U.S. blasts Russia, Syria as their new offensive escalates
MOSCOW -- A Russian airstrike in northern Syria this week killed at least 30 members of an al Qaeda-linked group, including some of its leaders, the Russian military said Thursday.
The statement comes amid a new wave of airstrikes in the war-torn country, with the besieged rebel-held part of the city of Aleppo facing its third consecutive day of heavy bombardment by Syrian President Bashar Assad’s forces.
The Russians, who announced the new offensive in Syria this week, have denied bombing the rebel enclave.

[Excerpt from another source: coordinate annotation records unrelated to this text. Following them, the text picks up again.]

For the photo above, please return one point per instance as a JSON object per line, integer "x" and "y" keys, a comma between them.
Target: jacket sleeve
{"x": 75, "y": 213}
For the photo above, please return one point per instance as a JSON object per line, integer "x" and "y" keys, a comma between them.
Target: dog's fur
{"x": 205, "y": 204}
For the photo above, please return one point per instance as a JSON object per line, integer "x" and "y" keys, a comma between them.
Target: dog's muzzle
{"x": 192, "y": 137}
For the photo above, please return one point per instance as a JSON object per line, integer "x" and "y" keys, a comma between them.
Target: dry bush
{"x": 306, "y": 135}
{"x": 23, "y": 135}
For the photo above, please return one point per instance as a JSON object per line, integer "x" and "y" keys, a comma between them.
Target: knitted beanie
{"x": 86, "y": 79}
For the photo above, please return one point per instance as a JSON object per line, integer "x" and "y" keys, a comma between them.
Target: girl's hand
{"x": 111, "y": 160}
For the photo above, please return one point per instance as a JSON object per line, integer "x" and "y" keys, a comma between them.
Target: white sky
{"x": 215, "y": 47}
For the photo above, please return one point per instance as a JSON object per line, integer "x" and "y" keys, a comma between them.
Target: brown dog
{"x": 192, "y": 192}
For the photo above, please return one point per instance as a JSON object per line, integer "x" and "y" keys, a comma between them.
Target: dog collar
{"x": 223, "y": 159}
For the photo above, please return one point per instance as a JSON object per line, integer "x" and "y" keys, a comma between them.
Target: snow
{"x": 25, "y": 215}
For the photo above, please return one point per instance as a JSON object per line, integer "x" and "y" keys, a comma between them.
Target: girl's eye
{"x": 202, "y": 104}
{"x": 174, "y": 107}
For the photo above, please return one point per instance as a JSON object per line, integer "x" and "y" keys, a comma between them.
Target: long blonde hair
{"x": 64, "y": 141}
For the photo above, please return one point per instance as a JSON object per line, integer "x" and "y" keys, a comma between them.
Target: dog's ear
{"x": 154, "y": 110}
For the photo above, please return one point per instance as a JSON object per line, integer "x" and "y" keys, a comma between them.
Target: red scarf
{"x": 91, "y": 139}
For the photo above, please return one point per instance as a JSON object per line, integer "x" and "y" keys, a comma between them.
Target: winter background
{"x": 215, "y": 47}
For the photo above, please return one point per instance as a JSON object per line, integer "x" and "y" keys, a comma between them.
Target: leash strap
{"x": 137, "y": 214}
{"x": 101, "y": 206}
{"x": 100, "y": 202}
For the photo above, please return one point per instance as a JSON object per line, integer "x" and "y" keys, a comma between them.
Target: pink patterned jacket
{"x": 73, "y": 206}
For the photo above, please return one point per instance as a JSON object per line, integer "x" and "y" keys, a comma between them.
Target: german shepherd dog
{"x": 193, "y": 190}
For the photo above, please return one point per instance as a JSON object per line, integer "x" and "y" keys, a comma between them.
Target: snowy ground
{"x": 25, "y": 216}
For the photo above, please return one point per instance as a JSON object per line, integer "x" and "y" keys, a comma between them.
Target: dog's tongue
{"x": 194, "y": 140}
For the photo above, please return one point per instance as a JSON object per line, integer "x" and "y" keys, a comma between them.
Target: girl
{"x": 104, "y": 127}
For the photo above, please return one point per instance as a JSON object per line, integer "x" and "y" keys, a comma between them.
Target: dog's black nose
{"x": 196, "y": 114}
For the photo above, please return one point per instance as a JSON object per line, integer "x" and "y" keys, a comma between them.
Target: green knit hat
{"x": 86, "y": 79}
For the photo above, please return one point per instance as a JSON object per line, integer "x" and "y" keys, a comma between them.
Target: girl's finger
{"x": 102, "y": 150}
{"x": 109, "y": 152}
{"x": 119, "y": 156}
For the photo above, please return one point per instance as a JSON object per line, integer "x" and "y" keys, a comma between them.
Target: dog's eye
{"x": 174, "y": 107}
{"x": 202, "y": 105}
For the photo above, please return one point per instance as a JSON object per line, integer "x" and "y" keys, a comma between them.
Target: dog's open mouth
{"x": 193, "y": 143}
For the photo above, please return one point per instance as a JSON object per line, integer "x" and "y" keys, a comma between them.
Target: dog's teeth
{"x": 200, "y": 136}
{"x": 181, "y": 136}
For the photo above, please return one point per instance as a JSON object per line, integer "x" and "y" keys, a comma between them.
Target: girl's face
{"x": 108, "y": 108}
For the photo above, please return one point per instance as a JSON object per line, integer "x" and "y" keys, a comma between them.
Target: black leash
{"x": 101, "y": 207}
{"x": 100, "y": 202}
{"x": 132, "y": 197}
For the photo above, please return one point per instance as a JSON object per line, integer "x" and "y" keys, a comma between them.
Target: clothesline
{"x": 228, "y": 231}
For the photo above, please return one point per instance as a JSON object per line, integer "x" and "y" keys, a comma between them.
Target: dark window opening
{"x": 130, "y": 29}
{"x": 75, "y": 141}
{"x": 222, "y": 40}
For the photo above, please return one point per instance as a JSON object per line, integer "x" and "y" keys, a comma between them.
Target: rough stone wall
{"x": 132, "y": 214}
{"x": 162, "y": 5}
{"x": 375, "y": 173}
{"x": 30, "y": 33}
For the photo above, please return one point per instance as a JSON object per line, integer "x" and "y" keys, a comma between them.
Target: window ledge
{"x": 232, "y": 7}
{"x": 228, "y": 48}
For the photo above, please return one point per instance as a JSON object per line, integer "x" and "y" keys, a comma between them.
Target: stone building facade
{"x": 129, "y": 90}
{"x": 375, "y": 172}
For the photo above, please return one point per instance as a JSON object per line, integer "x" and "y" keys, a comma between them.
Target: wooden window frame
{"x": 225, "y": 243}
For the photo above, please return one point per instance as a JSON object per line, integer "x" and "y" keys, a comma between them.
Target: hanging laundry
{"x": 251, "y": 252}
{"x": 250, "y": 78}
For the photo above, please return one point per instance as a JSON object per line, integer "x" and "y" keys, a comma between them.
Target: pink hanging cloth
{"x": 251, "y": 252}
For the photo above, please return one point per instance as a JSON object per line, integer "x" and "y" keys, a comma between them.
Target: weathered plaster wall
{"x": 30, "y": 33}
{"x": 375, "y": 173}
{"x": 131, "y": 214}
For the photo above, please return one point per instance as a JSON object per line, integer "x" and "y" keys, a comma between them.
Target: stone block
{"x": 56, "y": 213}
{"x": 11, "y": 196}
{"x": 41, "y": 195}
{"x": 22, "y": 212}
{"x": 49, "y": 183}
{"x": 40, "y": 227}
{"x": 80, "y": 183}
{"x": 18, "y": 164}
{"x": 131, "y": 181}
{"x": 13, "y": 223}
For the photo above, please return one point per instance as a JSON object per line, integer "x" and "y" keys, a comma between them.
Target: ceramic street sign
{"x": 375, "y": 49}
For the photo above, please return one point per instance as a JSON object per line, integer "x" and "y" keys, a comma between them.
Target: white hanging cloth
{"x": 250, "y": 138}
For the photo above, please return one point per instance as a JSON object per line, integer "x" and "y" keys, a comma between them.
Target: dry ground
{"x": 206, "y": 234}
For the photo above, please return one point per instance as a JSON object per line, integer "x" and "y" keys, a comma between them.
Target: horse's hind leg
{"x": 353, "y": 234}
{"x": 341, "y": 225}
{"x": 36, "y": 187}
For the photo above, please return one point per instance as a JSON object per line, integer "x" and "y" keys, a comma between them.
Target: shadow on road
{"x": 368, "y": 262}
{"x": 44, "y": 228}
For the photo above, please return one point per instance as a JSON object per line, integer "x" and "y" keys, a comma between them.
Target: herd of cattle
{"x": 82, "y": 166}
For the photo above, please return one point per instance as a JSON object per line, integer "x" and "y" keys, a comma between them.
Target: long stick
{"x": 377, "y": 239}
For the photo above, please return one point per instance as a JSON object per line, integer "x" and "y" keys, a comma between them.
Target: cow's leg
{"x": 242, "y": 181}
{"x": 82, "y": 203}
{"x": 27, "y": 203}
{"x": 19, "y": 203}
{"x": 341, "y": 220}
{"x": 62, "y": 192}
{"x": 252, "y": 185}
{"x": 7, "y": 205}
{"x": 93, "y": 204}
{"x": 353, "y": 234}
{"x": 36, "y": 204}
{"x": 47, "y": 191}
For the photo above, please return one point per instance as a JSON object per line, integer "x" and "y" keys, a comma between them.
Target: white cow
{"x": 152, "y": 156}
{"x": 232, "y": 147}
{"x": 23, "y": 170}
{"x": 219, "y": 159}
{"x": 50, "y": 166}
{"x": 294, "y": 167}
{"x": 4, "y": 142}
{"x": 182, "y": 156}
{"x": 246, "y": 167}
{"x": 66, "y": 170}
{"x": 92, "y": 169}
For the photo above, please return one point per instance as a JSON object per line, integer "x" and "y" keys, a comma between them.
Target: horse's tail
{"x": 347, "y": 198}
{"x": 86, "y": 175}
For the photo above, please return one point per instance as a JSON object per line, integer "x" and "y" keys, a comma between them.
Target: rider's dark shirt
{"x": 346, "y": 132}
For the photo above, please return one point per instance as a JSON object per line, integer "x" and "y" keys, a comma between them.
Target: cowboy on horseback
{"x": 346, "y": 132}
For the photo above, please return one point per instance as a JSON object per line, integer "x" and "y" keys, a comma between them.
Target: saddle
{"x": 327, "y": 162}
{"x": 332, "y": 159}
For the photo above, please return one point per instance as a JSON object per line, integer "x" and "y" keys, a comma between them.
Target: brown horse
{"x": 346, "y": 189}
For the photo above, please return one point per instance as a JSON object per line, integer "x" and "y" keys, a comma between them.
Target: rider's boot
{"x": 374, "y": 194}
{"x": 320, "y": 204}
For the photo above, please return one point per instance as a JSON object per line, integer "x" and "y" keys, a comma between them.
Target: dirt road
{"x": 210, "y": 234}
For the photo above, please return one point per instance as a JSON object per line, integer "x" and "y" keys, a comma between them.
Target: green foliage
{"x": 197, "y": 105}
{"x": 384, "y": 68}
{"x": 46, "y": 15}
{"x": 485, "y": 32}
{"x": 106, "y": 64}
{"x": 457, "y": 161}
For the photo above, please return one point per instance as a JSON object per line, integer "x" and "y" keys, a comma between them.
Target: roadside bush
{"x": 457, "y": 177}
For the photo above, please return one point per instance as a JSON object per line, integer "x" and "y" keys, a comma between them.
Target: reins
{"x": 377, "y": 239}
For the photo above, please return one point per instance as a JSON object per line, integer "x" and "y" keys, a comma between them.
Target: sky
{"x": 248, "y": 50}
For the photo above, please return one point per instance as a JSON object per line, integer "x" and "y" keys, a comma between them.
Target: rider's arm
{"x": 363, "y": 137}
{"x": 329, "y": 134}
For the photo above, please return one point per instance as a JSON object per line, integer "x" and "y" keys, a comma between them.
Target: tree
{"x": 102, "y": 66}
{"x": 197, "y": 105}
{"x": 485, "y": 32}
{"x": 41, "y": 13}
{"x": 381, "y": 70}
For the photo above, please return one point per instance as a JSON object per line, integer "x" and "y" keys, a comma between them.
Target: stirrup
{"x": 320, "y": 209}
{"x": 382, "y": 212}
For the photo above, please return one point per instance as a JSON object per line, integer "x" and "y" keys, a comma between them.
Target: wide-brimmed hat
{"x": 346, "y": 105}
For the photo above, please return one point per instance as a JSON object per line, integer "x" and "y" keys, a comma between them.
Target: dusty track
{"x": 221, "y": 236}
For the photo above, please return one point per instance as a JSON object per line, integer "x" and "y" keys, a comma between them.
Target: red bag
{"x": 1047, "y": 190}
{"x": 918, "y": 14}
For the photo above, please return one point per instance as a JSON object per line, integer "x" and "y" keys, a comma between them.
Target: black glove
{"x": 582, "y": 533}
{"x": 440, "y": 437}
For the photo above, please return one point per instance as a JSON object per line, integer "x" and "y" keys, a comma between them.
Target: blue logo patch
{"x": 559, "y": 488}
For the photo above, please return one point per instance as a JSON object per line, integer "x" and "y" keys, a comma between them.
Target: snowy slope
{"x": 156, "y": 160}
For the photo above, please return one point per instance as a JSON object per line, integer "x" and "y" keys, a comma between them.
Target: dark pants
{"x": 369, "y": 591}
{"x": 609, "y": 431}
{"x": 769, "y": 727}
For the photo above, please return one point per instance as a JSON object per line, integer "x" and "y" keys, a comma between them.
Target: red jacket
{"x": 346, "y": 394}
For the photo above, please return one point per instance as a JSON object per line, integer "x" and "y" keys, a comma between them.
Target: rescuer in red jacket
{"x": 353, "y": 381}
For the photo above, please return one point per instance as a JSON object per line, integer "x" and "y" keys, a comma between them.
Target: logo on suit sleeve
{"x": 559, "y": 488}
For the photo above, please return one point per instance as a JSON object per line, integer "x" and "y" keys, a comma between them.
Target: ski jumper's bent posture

White House spokesman Josh Earnest renewed the Obama Administration’s sharp condemnation Thursday of both the Syrian and Russian governments, for what he called their “disgraceful” tactics in the grinding civil war.
“They are frankly targeting innocent civilians, trying to bomb them into submission by targeting hospitals and playgrounds and other locations that are frequented by innocent civilians, including women and children,” Earnests told MSNBC in Berlin, where he was traveling with President Obama.
Noting that the international community had expressed moral outrage at the military operations in Syria, Earnest said “the question really is what can the international community do -- lead by the United States -- to try to bring that violence down, and try to make sure that innocent people are not caught in the crossfire.”
He said Secretary of State John Kerry was continuing to work “doggedly” to try to bring the warring factions together to end the crisis, but admitted it had achieved little thus far. But he insisted that diplomacy remains “our only path.”
“There is not a military solution that we can impose on the terrible civil war inside of Syria,” he said, condemning Moscow as being “determined to prop up the Assad regime” and willing to “engage in some disgusting tactics to try to make that a reality.”
At least 59 people were killed across northern Syria in the first two days of the offensive announced by Russia, including besieged neighborhoods of Aleppo, as well as the surrounding countryside and the nearby rebel-held province of Idlib.
Russian Defense Ministry spokesman Maj. Gen. Igor Konashenkov said the strike targeting al Qaeda took place in Idlib on Tuesday. It was launched from Russia’s aircraft carrier, which has been deployed to the Mediterranean, and hit the al Qaeda-linked militant group now known as Fatah al-Sham Front, he said.
The strike marked the combat debut of the Admiral Kuznetsov, Russia’s only aircraft carrier. According to Russian intelligence reports, it was confirmed that three prominent leaders of the al Qaeda-linked group - Muhammad Helala, Abu Jaber Harmuja and Abul Baha al-Asfari - were among those killed, Konashenkov added. He said al-Asfari had overseen the group’s attempts to break the siege of Aleppo.
Russia has said its air raids and missile strikes have only been targeting Idlib province and the central province of Homs to root out militants of ISIS and the al Qaeda-linked group.
Meanwhile, Syrian warplanes have been pounding rebel-held districts of Aleppo, home to nearly 275,000 people.
On Wednesday, bombs hit an Aleppo district that houses several medical facilities, including the central blood bank, and forced Syrian staff and patients in the only remaining pediatric hospital to cower in a basement as buildings collapsed around them.
The Russia-declared offensive came hours after President Vladimir Putin and U.S. President-elect Donald Trump discussed Syria in a phone call and agreed on the need to combine efforts in the fight against what the Kremlin called their No. 1 enemy - “international terrorism and extremism.”
Months of negotiations between Moscow and President Barack Obama’s administration have failed to cement a long-term cease-fire in Aleppo, which has become the focus of the war between Assad and rebels fighting to topple him.
Al Qaeda’s Syrian affiliate is fighting alongside the rebels, but the Islamic State group has no presence in Aleppo.